Worauf müssen Gastronomen bei Stühlen achten?

Wahrscheinlich muss kein anderer Einrichtungsgegenstand in einem Gastronomiebetrieb so viel aushalten, wie der Stuhl. Wie man den eigenen Betrieb bestuhlt sollte für den Gastronom also keine Nebensächlichkeit sein.
Es gab einmal eine Zeit, in der war ein Stuhl vor allem ein Statussymbol. Im wahrsten Sinne des Wortes ein Thron, oder zumindest die Sitzgelegenheit für wohlhabende Leute. Das gewöhnliche Volk saß auf Baumstümpfen, Säcken, bestenfalls auf Vorläufern unserer heutigen Bänke. Erst im 16. Jahrhundert begann sich das langsam zu ändern, der Stuhl wurde Sitzgelegenheit Nummer 1.
Spätestens seit dieser Zeit gibt es Stühle aus den verschiedensten Materialien und in unzähligen Designformen. So manches Exemplar könnte man auch heute noch für einen Thron halten, die meisten von ihnen sollen aber vor allem schlicht einfach und bequem sein. Dementsprechend sollte auch der Gastronom sich intensiv mit dem Thema Bestuhlung auseinandersetzen. In der Objektmöbelbranche, die für Besitzer von Restaurants, Kneipen, Bars usw. passendes Mobiliar anbietet, ist die Auswahl inzwischen so groß, dass sich eigentlich für jedes Gastronomiekonzept die dazu passenden Stühle finden.

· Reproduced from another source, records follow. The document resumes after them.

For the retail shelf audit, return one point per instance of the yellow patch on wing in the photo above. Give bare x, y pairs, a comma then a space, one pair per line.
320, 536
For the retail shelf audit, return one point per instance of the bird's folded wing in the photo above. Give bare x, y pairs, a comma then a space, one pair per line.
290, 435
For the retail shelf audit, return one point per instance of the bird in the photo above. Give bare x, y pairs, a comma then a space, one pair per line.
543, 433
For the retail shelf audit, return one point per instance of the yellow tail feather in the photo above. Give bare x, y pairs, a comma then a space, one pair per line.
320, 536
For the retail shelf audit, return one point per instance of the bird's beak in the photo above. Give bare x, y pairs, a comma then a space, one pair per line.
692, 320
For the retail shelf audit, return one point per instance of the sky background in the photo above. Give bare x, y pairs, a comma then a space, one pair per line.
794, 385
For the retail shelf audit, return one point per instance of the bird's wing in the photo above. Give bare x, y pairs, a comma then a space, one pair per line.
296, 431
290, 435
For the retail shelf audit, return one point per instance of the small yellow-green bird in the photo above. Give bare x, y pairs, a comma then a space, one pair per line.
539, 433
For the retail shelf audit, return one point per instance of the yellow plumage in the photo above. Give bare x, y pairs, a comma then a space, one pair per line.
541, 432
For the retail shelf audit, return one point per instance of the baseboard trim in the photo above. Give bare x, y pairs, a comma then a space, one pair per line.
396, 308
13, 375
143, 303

Sozusagen das Rundumsorglospaket bekommt man dann noch bei Anbietern wie objekt-m, die in der eigenen Werkstatt fertigen können, wenn das Angebot doch mal nicht alle gewünschten Individualitäten abdeckt.

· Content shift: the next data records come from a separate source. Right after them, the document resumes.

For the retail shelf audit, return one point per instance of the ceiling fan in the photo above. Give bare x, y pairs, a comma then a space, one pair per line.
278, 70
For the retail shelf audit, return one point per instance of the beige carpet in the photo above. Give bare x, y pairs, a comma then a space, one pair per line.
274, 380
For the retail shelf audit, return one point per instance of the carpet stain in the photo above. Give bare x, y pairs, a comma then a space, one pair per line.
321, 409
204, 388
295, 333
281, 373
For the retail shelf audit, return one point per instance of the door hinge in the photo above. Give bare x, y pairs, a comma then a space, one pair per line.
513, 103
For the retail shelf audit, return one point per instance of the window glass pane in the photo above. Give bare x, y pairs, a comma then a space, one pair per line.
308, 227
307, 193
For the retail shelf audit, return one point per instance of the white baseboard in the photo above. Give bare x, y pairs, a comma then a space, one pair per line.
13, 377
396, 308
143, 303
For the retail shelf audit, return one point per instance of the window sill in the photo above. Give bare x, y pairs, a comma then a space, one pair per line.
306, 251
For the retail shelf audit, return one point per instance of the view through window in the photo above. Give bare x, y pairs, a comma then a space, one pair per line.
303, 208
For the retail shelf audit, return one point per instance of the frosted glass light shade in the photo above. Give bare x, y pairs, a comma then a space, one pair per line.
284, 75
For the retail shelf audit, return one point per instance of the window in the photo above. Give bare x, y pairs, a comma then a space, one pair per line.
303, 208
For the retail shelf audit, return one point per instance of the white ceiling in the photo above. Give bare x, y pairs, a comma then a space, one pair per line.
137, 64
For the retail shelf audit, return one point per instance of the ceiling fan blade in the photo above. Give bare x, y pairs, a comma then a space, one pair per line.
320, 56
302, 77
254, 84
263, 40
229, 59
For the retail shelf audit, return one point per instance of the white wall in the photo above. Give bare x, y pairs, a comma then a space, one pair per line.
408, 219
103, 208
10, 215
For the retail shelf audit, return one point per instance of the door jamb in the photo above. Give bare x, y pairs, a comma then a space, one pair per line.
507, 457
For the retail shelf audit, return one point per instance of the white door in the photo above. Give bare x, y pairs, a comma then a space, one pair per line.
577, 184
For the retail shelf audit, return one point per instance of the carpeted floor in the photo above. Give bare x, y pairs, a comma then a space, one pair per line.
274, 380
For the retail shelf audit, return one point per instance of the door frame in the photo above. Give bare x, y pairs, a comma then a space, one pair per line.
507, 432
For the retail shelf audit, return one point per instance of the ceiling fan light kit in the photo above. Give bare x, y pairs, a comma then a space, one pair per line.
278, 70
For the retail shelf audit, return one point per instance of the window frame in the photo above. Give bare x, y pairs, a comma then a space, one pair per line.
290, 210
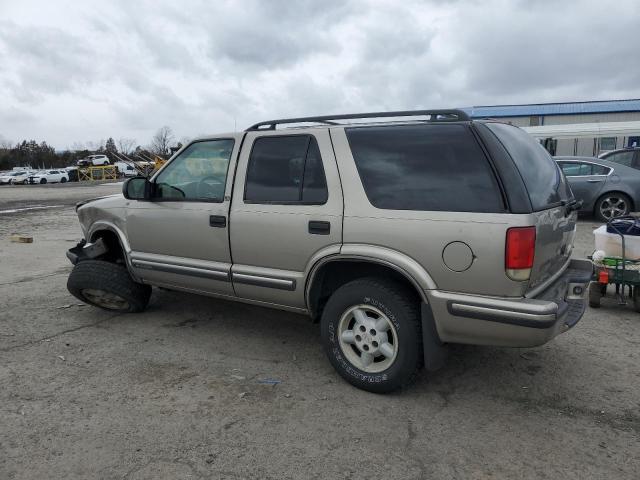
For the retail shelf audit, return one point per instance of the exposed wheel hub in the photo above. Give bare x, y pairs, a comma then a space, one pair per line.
368, 338
105, 299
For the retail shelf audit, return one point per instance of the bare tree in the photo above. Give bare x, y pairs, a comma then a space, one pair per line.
126, 145
162, 140
4, 143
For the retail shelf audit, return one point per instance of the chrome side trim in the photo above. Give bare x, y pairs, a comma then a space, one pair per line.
220, 275
268, 282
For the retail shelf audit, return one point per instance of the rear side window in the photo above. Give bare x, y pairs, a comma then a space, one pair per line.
577, 169
424, 167
623, 158
286, 170
546, 187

Nicht nur auf die Optik achten

Der Rat von Experten kann manchmal auch nicht schaden. Schließlich gilt es beim Kauf nicht nur die reine Optik zu beachten. Was ist zum Beispiel, wenn eine größere Gruppe spontan Tische und Stühle zusammenrücken will? Sind die Stühle leicht genug, um schnell neu angeordnet zu werden? Sind sie robust genug, um das auch auf Dauer auszuhalten? Oder wie verhält es sich, wenn mal Platz geschaffen werden muss. Sind die Stühle dann einfach zu stapelbar und können dann ohne viel Raum wegzunehmen in eine Ecke gestellt werden?
Primär ist natürlich die Bequemlichkeit, zumindest für Gastronomen, die wollen dass sich ihre Gäste wohlfühlen. Teure Designerstück mögen zwar den Flair von moderner Kunst verbreiten und vielleicht auch sogar den ein oder anderen neugierigen Gast anlocken. Doch wie lange bleibt der schon, wenn er nach fünf Minuten anfängt immer wieder die Sitzposition zu ändern, einfach nur um den Schmerz zu verlagern. Der Gast kommt bestimmt nicht wieder.

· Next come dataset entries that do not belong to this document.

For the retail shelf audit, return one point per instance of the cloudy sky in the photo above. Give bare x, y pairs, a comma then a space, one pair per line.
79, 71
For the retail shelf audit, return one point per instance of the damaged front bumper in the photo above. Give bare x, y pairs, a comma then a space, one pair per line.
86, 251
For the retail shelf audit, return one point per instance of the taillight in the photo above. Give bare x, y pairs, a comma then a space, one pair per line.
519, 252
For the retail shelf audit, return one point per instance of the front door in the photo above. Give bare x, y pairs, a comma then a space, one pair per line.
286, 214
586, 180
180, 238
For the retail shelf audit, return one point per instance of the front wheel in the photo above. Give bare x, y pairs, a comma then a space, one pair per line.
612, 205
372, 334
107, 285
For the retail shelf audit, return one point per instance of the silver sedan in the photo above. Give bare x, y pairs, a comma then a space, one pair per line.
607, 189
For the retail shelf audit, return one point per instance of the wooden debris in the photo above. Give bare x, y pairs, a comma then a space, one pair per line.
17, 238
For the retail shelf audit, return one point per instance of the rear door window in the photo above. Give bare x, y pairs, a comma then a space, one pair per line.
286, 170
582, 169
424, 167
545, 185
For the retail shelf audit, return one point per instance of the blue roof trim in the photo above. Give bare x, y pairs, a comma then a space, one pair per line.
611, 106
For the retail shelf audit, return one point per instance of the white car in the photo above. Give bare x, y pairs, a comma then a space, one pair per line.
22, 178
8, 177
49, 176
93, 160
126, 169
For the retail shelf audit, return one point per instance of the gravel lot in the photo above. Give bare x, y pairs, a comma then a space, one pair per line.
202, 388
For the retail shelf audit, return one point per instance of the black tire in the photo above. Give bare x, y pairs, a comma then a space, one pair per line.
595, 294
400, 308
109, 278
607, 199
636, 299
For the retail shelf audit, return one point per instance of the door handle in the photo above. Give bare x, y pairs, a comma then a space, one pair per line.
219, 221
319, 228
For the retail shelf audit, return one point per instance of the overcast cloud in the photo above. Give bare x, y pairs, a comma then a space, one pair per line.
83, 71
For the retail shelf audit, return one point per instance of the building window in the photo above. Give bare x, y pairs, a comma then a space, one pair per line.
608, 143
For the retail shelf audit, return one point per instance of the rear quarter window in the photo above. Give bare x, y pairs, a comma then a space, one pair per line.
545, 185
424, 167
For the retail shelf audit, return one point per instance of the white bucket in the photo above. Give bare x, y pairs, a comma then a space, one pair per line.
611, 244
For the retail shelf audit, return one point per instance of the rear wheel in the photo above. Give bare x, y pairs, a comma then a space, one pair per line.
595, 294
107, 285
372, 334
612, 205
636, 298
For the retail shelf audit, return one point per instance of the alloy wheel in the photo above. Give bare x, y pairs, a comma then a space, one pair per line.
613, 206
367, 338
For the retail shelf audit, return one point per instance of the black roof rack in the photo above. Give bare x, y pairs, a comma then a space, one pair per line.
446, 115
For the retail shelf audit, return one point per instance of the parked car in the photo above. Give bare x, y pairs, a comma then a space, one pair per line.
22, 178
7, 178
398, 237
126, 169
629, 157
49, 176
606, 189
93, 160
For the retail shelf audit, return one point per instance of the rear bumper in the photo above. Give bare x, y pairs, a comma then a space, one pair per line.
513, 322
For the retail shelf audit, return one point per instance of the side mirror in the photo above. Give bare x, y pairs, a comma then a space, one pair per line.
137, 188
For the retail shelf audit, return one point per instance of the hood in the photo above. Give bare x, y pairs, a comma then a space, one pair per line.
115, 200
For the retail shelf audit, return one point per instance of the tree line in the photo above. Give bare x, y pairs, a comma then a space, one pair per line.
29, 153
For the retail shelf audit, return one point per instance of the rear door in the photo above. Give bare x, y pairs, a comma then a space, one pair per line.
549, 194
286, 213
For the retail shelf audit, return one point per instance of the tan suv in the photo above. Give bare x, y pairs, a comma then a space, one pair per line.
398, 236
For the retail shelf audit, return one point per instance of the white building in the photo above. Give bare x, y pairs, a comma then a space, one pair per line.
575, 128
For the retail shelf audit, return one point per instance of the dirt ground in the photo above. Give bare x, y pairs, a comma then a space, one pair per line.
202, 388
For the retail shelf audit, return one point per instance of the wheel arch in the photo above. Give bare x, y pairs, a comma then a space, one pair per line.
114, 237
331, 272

Der perfekte Stuhl: bequem – robust – individuell zugeschnitten

Bequemlichkeit ist natürlich auch oberstes Prinzip, wenn es um Loungemöbel geht. Auch wenn ein guter Objektmöbeleinrichter dafür ebenfalls gepolsterte Stühle im Angebot hat, fällt die Wahl hier dann aber meist doch auf gepolsterte Sessel und Sitzbänke. Bei der Bestuhlung für den Biergarten oder die Cafeterrasse spielen dagegen Faktoren wie Robustheit und Wetterbeständigkeit eine mindestens ebenso wichtige Rolle. Schließlich soll die Ausstattung ja mehr als eine Saison halten. Rustikales Design hat ja schließlich nichts mit vermodertem Holz zu tun. Wobei die Außenbestuhlung natürlich längst nicht mehr immer aus Holz ist, die meisten Stühle bestehen aus einem Kunststoffgeflecht, das mit Metallstangen in Form gebracht wird.

Wer dagegen für sein Bistro auf der Suche nach einem schlichten, aber echten Klassiker ist, sollte sich einmal mit Bugholzstühlen beschäftigen. Bekannter sind sie vielleicht unter dem Begriff Wiener-Cafehaus-Stuhl. Ihre Herstellung beruht auf einem besonderen Verfahren, das die Rundhölzer in die passende Form biegt.
Man sieht, so ganz nebensächlich ist die Entscheidung für die richtige Bestuhlung nicht. Es muss nicht nur optisch passen, sondern der Gast muss sich wohlfühlen und auch wenn die Trends in der Gastronomie flüchtig sind, mehr als eine Saison dürfen die Stühle gerne halten.